Il estime, sur base d’une circulaire wallonne, qu’il n’avait pas besoin de l’aval du collège

"Faites ce que je dis, pas ce que je fais", c’est en substance la contradiction dans le chef de l’ex-échevin montois, Georges-Louis Bouchez (MR), que le bourgmestre, Elio Di Rupo (PS) a dévoilé en séance publique. Alors que des bancs de l’opposition, le chef de file exposait sa motion quant à l’anonymisation des communications de la ville de Mons, le bourgmestre a sorti une brochure datant de l’ère passée où PS et MR étaient ensemble en majorité.
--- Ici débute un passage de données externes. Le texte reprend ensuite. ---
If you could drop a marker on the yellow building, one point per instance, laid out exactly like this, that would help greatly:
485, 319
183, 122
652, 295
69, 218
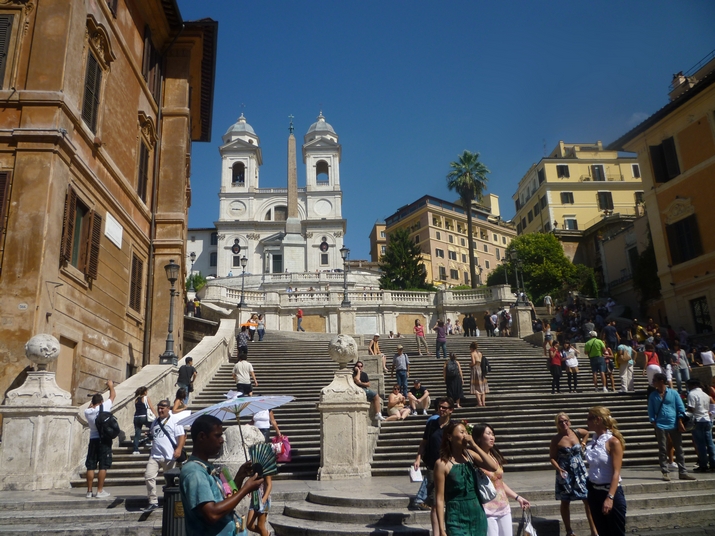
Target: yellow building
676, 151
440, 229
574, 187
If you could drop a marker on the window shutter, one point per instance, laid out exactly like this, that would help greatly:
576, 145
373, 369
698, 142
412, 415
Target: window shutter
68, 224
92, 85
671, 158
5, 31
95, 234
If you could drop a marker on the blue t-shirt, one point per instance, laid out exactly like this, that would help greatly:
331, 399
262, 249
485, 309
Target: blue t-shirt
198, 487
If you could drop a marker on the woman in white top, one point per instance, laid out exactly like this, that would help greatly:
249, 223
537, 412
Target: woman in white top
604, 454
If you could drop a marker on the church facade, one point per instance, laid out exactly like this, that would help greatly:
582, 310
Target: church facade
279, 230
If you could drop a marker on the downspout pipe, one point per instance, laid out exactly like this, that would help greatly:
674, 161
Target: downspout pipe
152, 230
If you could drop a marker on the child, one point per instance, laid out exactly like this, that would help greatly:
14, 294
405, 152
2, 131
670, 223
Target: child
260, 504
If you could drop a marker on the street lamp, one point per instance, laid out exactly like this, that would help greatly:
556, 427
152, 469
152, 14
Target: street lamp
345, 253
244, 262
191, 273
172, 274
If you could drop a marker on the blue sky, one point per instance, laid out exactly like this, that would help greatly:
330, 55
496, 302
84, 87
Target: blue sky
408, 86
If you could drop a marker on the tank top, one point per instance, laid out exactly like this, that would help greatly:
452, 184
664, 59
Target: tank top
600, 468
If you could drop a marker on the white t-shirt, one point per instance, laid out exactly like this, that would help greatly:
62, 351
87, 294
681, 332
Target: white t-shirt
162, 448
242, 369
91, 415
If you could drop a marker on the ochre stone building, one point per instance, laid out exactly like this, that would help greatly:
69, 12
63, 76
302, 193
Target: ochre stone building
101, 101
676, 151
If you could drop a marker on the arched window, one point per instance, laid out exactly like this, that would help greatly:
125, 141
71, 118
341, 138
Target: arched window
280, 213
239, 173
321, 172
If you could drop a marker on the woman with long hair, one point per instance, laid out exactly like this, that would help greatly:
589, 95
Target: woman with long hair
453, 379
604, 454
420, 337
565, 454
459, 511
497, 510
141, 404
478, 384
Une demi-page, illustrée par la photo de Georges-Louis Bouchez, où ce dernier expose les missions de la cellule emploi de la ville de Mons ainsi que l’Agence locale de l’emploi (ALE). La présence des deux structures était d’ailleurs négociée dans un package pour que la ville et l’ALE soient présentes au Salon de l’emploi Talentum organisé à Mons.

Le montant de ce package s’élevait à près de 10.000 euros dont la facture a été divisée en deux, 50 % à charge du conseil d’administration de l’ALE et 50 % à charge de la ville de Mons. Le hic ? "Il n’y a eu aucune décision de collège allant dans ce sens", nous précise Marc Darville (PS), échevin de l’emploi. "Nous recevons désormais des factures en vue de régler ces dépenses de campagne. D’autant plus que le collège avait déjà pris ultérieurement la décision de ne pas participer à ce Salon. Tout ceci n’est pas très éthique de sa part."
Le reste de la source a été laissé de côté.